MicroStrategy Shares Drop as Bitcoin Margin Call Looms
MicroStrategy has come under pressure after a sharp decline in Bitcoin prices over the weekend. The company has vowed never to sell any of the approximately 130,000 Bitcoin it has in its possession, but with the cryptocurrency trading below $24,000, a margin call could force its hand. Bitcoin lender Celsius Network suspending withdrawals and transfers may have contributed to the sell-off.
Investors will be closely watching to see if MicroStrategy is forced to liquidate some of its bitcoin holdings. If so, it could put further downward pressure on prices. The company’s decision to buy bitcoin was widely seen as a vote of confidence in the digital currency, and its extensive holdings have made it one of the most influential players in the space.
The stock market is unpredictable, and volatile swings often mark Monday mornings. So it’s no surprise that MicroStrategy’s MSTR -27.36% shares took a nosedive in premarket trade. The company has been in the news lately for its aggressive accumulation of cryptocurrency, led by CEO Michael Saylor, an ardent crypto enthusiast.
MicroStrategy’s bet on Bitcoin BTCUSD, +0.60%, has paid off handsomely, but the volatile nature of digital assets means that the company is far from out of the woods. Saylor acknowledged as much when he said last week that “it’s possible we could lose all of our investment.”
But despite the risks, Saylor remains confident in cryptocurrency and believes it will play a significant role in MicroStrategy’s future success. In a recent interview, he said that he sees Bitcoin as “a reserve asset on par with gold.”
Saylor has been a big proponent of cryptocurrency, and his company’s actions show this. Not only has MicroStrategy used profits from its analytics software business to purchase bitcoin, but it has also borrowed via convertible bond issuance and loans to buy even more.
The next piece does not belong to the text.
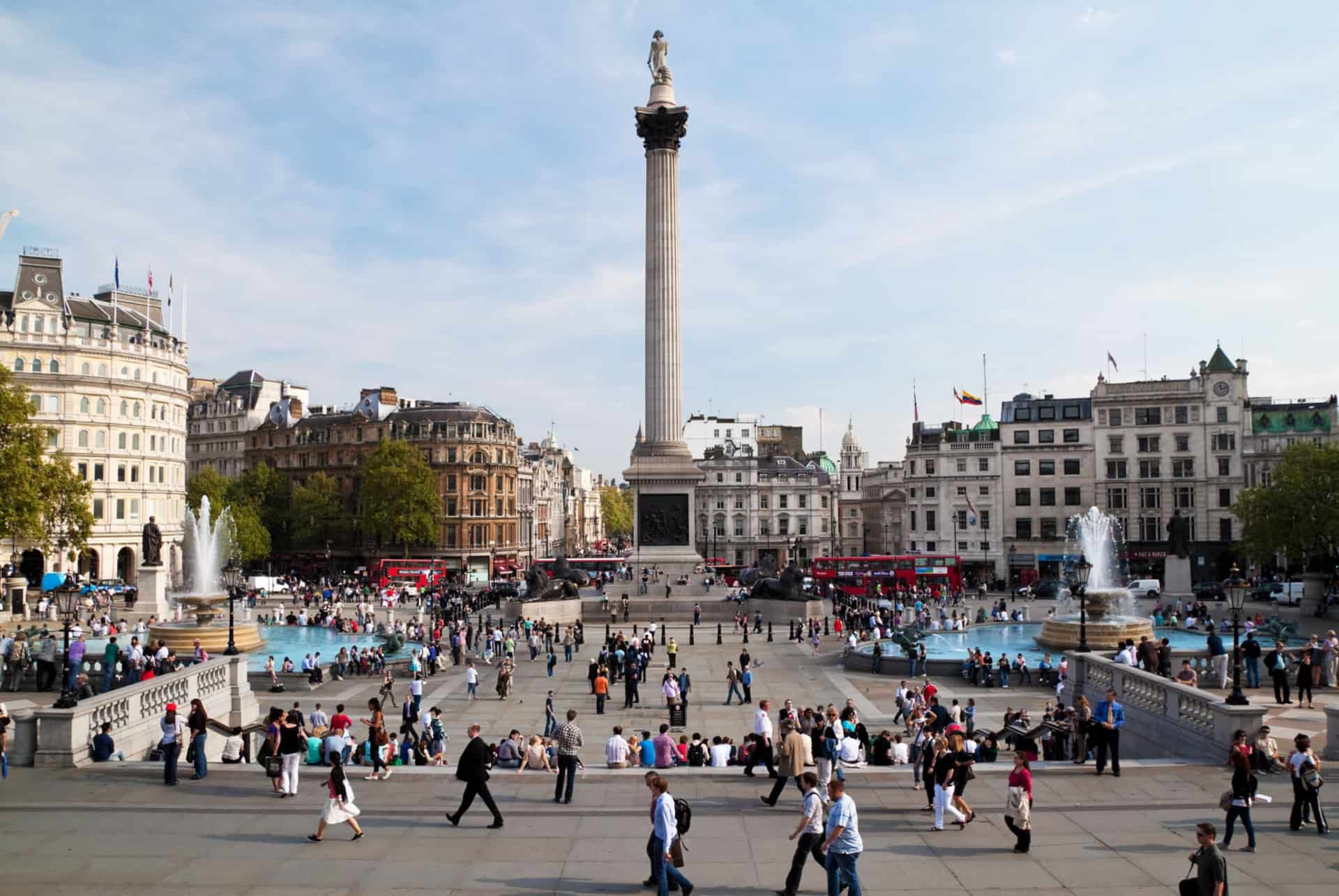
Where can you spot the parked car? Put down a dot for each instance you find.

This aggressive accumulation has led some to worry that the company is putting too many of its eggs in the crypto basket.
MicroStrategy isn’t the only firm feeling the heat from volatile cryptocurrency markets. Bitcoin mining companies have also been hit hard by declining prices. Some miners have even been forced to sell their equipment at a loss due to profitability concerns.
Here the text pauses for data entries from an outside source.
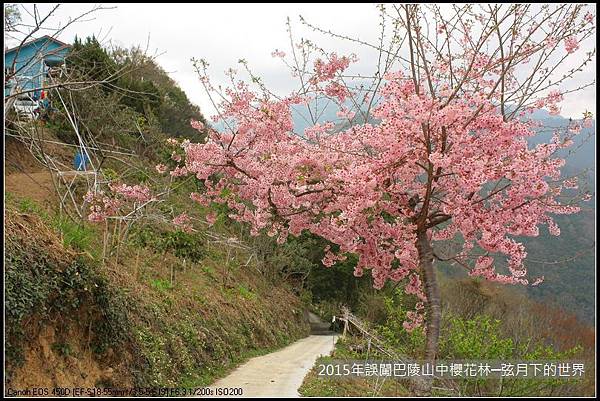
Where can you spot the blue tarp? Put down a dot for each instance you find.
(81, 161)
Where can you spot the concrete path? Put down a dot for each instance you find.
(280, 373)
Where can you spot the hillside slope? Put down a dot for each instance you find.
(72, 321)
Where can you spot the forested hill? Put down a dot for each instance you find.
(567, 262)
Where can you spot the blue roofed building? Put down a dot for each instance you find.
(27, 68)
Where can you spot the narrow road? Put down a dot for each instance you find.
(279, 374)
MicroStrategy’s Bitcoin holdings are not the only ones that have been subject to a margin call. During the first-quarter conference call, the company’s CFO, Phong Le, said that only the bitcoin purchased against its stockpile was subject to a margin call. According to a transcript compiled by FactSet Research, he said
Now, the risk is that we would have to contribute more Bitcoin.CFO, Phong Le
This means that if the value of bitcoin falls below a certain level, the company would be required to add more bitcoin to its holdings to meet the loan requirements. Le’s comments suggest some level of risk associated with holding onto bitcoins purchased with leverage. If the value of the bitcoin falls and margins are called, the company could be forced to put up more bitcoin as collateral. This could lead to further losses if prices continue to decline.
While this may seem like a risky proposition, it is essential to remember that MicroStrategy has successfully used this strategy before. In fact, according to Le, the company has never had to contribute additional cryptocurrency when taking out these loans.
So while there is always some inherent risk involved in any investment, it seems clear that MicroStrategy knows what it is doing to leverage its bitcoin holdings.